Before falling on hard times, Ms. Murray, a native of Durham, N.C., said she worked as a customer service representative with the Richmond Department of Public Utilities from 1981 to 1987. She later worked temporary jobs through staffing agencies and attended J. Sargeant Reynolds Community College, where she graduated in 2000 with an associate degree in legal assisting/civil litigation.

From 2007 through 2010, she said she was a broker with her own real estate company, JM Murray Realty in Richmond, and later worked as an administrative assistant in the senior employment program at AARP.

After the divorce, Ms. Murray said she continued to work temporary jobs, but never could save enough money to afford permanent housing. “Some places required you to make two-and-a- half times what you paid each month for rent and I didn’t make that much,” she said.

She said she began to feel trapped in homelessness after months of living in the city’s cramped overflow shelter, located for the second consecutive winter inside the Public Safety Building, 501 N. 9th St. in Downtown. She and most others in the shelter slept on thin mats on the hard floor.

No food is provided and residents wishing to bathe must use bathroom sinks.

Thomas Fitzpatrick, deputy director of the city’s Department of Social Services, said, “This is a shelter of last resort. It’s a safe, warm place to get people out of the cold.”

Jay Brown, director of housing at Commonwealth Catholic Charities, the organization that refers people to the shelter and runs it, said the goal “is to move them quickly to housing or other support services.”

Ms. Murray said she maintained her member ship at the YMCA so she would have somewhere to shower and change clothes after leaving the shelter at 6 a.m. each day. She said it was difficult to look for work because she had no reliable transportation and had to spend most of her time scurrying to bathe, change clothes and eat.

Ms. Murray said her outlook began to brighten when she noticed Caitlin Newswanger, a case manager with HomeAgain housing services, assisting other people staying in the shelter.

“It seemed like some of the people she was helping were getting permanent places to live, but I was afraid to talk to her,”

Ms. Murray said. “I had been told ‘no’ so many times before.”

Desperate, Ms. Murray took a leap of faith, sought Ms. Newswanger’s help and eventually moved into her apartment Jan. 23.

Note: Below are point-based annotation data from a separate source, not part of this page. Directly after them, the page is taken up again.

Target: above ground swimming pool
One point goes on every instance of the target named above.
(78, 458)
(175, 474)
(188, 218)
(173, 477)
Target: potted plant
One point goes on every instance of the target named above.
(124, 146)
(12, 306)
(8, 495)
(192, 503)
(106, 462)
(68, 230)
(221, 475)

HomeAgain paid the security deposit for Ms. Murray, who pays the rent with her Social Security check. CARITAS, a homeless services provider, gave her furniture, dishes and silverware.

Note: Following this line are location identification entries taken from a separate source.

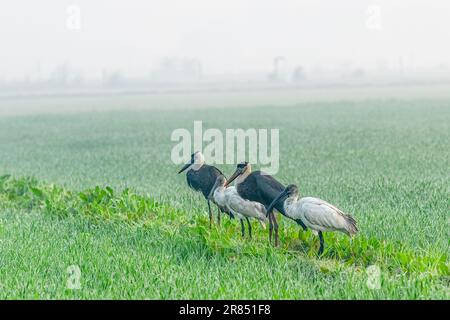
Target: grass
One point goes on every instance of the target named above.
(386, 162)
(128, 245)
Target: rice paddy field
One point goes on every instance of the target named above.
(88, 183)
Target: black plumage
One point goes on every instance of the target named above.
(202, 179)
(263, 188)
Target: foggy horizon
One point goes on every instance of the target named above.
(232, 37)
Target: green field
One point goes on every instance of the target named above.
(385, 161)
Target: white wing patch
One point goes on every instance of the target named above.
(321, 215)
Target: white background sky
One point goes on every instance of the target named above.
(227, 36)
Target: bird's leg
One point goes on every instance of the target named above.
(275, 226)
(210, 214)
(249, 227)
(270, 227)
(242, 228)
(321, 243)
(218, 215)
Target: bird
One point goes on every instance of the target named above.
(201, 177)
(317, 214)
(263, 188)
(239, 207)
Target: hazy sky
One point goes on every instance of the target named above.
(227, 36)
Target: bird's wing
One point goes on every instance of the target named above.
(320, 213)
(269, 187)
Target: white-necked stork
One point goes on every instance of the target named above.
(201, 177)
(263, 188)
(239, 207)
(317, 214)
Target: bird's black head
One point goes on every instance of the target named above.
(240, 169)
(291, 190)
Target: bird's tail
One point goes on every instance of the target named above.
(351, 228)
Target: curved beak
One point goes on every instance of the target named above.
(275, 201)
(187, 165)
(234, 176)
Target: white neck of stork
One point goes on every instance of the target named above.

“A lot of agencies really came together as partners to make this possible,” said Sean Monroe, director of programs at HomeAgain.

He said HomeAgain so far has screened more than 100 clients at the overflow shelter, moved 20 into permanent housing and developed housing plans for 25 others.

Joanne H. Murray enjoys the one-bedroom apartment she moved into late last month on North Side with the help of several agencies.

Joanne H. Murray enjoys the one-bedroom apartment she moved into late last month on North Side with the help of several agencies.

Ms. Murray’s eyes lit up as she described the joy of having her own place again. “I now have a home to come to at the end of the day,” she said. “Getting the help from Caitlin has changed my life. I can get back to work now. I want to start my own business. Now, I’m ready to jump back in with both feet.”

Asked what she would say to others dealing with being homeless, she said, “The most important thing I have learned is not to give up. Never give up.”